The downside to running the requested process of termination is the employee will continue to poison the atmosphere and create problems. Disgruntled employees are motivated to steal corporate secrets and client information. And yet to protect their feelings and preventing the company from being sued are never weighed against the horrible damage they inflict until they leave.

Will you be sued for firing an employee? Here are some suggestions that are legally appropriate, but please do your homework and find out the rules to reduce litigation and follow the protocol for your industry, state employment laws, and company guidelines.

Document everything before your meeting with the employee. List grievances, complaints and unacceptable behavior without noting judgments. Include observed or reported infractions of the company policy or guidelines in the same manner.

  • It is wise to give advance warning to a problem employee that outlines necessary behavior changes, but if you, the employer, believe that change is not possible, then a termination is in order. Advance warnings are not always possible in financial services industries such as banking, insurance, or brokerage firms due to highly classified information.
  • The State of Cyber Security 2017 report is clear about the challenges and difficulties for finding qualified applicants and filling positions in industries with sensitive data. It may be a challenge to hire these employee, but it’s equally difficult to fire them.
  • If a termination is in order, have a detailed checklist for dealing with the employee after the meeting ends.

a. It’s a courtesy to fire an employee on a Tuesday, Wednesday or Thursday to allow them to apply for other jobs as soon as possible.
b. You may call security officers to be standing by to escort the employee from the building if that is warranted. It is common practice today to escort a terminated employee out of the building after a termination meeting to avoid corporate data theft or causing a scene in their department and disrupting workflow. Whatever your decision, you will be required to tell the employee your plan at the end of your meeting.
c. At that point, ask a supervisor to pack their personal items in a box to be taken to the employee before their get in their car to leave the parking lot, or it can be mailed to the employee.
d. To remain in compliance with the Sarbanes-Oxley requirements, have your IT department revoke their pass codes during your meeting, so the employee will no longer have access to your company’s online information.
e. Remove the employee’s cell phone, identification or keys to gain access back into the company.
f. If appropriate, have the IT department standing by to confiscate the employee’s computer or laptop at their desk or in their possession.
g. If appropriate, have sensitive files renamed, or passwords changed on any documents that are not on the computers websites.
h. Consider having a final paycheck (payment and/or severance) available to give the employee at the end of your meeting if that is appropriate.

  • Hold this termination meeting face-to-face in a private room, and include their direct up-line manager or supervisor as a witness and further support during your discussions.
  • Direct language is vital during your meeting so there will be no misunderstandings. It may seem harsh, but in most cases, there is legal precedence that encourages the use of terms such as termination discussions or termination procedures to set the tone for the meeting.
  • Answer questions but do not defend your position or engage in arguments or rebuttal from the employee.
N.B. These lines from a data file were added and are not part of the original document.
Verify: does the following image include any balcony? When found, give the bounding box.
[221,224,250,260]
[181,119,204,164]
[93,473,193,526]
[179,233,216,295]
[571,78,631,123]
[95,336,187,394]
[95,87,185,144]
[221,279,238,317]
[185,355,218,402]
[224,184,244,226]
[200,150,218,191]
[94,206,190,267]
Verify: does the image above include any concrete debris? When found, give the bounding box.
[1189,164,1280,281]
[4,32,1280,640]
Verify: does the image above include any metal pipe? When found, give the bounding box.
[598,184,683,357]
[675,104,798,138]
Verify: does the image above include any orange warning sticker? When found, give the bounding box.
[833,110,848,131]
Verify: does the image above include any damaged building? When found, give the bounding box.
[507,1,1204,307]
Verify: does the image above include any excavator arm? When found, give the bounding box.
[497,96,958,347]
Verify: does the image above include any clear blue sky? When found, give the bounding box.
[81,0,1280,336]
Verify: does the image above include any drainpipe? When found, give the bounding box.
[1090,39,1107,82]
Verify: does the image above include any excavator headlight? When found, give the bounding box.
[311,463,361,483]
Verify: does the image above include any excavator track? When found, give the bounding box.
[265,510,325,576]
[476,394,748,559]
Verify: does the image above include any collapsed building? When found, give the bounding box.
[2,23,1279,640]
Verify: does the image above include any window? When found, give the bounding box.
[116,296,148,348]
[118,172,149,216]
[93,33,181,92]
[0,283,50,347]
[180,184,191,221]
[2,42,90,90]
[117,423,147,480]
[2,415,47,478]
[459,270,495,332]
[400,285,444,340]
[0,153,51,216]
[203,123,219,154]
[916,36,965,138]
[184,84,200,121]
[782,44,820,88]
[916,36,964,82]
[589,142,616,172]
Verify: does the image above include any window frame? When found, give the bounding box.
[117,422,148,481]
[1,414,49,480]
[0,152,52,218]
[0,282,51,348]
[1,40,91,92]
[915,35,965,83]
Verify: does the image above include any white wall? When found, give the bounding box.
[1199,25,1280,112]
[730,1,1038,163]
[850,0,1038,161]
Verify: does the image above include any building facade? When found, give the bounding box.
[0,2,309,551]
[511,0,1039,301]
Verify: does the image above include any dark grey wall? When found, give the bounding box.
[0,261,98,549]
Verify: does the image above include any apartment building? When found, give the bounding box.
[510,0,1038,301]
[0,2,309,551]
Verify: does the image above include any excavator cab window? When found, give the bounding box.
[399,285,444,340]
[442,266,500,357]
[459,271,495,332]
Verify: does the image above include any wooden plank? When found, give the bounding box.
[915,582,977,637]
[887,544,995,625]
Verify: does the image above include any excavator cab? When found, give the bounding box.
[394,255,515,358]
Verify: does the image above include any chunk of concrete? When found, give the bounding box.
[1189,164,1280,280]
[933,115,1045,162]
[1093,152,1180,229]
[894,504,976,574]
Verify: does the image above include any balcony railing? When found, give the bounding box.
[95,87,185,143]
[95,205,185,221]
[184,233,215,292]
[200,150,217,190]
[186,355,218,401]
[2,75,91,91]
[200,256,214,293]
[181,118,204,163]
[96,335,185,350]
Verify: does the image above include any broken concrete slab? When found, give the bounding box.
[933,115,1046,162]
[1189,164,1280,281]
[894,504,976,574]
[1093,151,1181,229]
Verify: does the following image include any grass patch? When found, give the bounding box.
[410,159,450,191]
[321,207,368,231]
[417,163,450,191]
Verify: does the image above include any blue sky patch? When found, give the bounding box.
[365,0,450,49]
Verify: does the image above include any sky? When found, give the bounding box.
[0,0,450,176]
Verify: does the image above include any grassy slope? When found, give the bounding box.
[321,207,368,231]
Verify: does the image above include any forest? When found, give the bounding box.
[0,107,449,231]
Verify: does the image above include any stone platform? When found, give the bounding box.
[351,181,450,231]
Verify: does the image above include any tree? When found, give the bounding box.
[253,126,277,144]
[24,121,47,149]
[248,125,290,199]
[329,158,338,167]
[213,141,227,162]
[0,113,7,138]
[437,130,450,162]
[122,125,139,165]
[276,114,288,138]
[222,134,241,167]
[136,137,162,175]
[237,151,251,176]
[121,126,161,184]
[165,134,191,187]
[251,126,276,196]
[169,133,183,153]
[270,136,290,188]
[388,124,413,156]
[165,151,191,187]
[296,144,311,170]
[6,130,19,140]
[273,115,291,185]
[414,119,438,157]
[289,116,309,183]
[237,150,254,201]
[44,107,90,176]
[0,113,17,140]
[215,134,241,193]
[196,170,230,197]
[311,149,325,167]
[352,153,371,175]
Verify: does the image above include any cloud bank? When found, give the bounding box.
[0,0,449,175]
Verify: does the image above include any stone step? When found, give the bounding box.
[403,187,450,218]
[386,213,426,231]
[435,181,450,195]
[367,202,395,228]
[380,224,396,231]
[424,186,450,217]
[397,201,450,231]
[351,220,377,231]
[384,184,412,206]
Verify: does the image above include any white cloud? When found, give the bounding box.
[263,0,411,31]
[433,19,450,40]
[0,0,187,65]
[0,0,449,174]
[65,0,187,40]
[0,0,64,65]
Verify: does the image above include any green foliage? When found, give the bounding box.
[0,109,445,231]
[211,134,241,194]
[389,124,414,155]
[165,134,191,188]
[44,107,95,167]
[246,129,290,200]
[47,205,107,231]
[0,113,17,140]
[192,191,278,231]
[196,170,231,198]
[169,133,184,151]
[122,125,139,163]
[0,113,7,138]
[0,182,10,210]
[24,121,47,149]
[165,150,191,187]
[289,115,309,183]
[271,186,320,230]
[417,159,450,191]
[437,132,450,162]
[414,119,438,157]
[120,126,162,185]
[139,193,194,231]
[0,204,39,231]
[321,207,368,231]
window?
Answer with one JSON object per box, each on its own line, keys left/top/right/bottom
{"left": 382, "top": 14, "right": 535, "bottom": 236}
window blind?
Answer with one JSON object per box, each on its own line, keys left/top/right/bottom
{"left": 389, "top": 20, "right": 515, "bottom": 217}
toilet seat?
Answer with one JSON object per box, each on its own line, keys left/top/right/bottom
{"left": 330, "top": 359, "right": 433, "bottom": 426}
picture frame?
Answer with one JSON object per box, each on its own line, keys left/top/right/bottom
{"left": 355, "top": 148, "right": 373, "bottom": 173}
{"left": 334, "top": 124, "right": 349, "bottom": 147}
It is acceptable to be caring, “I’m sorry it has come to this, but our decision for termination has been made.”
  • Make this a brief meeting. Do not prolong discussions.
  • Stand at the end of your meeting to indicate the meeting has ended, and say goodbye and good luck.
  • Send an email to your superior and HR detailing the events of the termination meeting and who was present.
  • Start recruiting for their replacement immediately.

When the paper trail is examined by lawyers, HR and any other interested party it will be difficult for the offender to build their case.